According to Murray Howe, his father has recovered from the stroke symptoms, but continues to deal with a form a dementia.

Driven on a cart from the parking lot to the hallway leading to the team rooms, Howe made a stop outside the Blackhawks’ room where he visited with Chicago coaches Joel Quenneville and Mike Kitchen.

Quenneville, who played two NHL seasons with Howe’s son, Marty, in Hartford, said he heard Tuesday that Mr. Hockey might be at the game in Detroit.

“I saw Mark last night leaving the (United Center) and he said ‘Gordie might be here tonight,’ ” Quenneville said. “I was pretty excited about getting a chance to say hi.

“I met Gordie many nights and had many dinners with him (in the past). He used to practice with us in the Whale just a few years ago. So, it was good to see him. He’s a great man, great for the sport and obviously great here in Detroit.”

Coach Jeff Blashill was a Wings’ assistant coach four years ago when Mr. Hockey regularly visited The Joe. Seeing Howe tonight only strengthened his admiration for the man.

“I had the opportunity to meet Gordie before. It's awesome. He's Gordie Howe, it's incredible,” Blashill said. “It was awesome to see him. I've worked closely with Mark Howe over the last four years and gotten to know Mark so I've had conversations with Mark about how Gordie's doing. It was great to see him here tonight."

Howe watched the first period of Wednedsay’s game from Mike and Marian Ilitch’s suite at the east end of the arena before driving back to Ohio.

Wednesday marked Mr. Hockey’s first time back to JLA since March 31, 2013 when he attended a Red Wings game to celebrate his 85th birthday.
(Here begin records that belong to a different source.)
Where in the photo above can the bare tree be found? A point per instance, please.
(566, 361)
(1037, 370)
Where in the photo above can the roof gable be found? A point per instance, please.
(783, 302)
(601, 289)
Before the strokes, Howe regularly dropped by the dressing room to talk and joke with the Wings’ players. Though it’s been a few years since he last visited, Blashill said the players still appreciate the organization’s heritage.

“One thing I think this team understands is the history within this room and certainly Gordie Howe and his presence,” he said. “When you're somebody like that you just have a presence to you."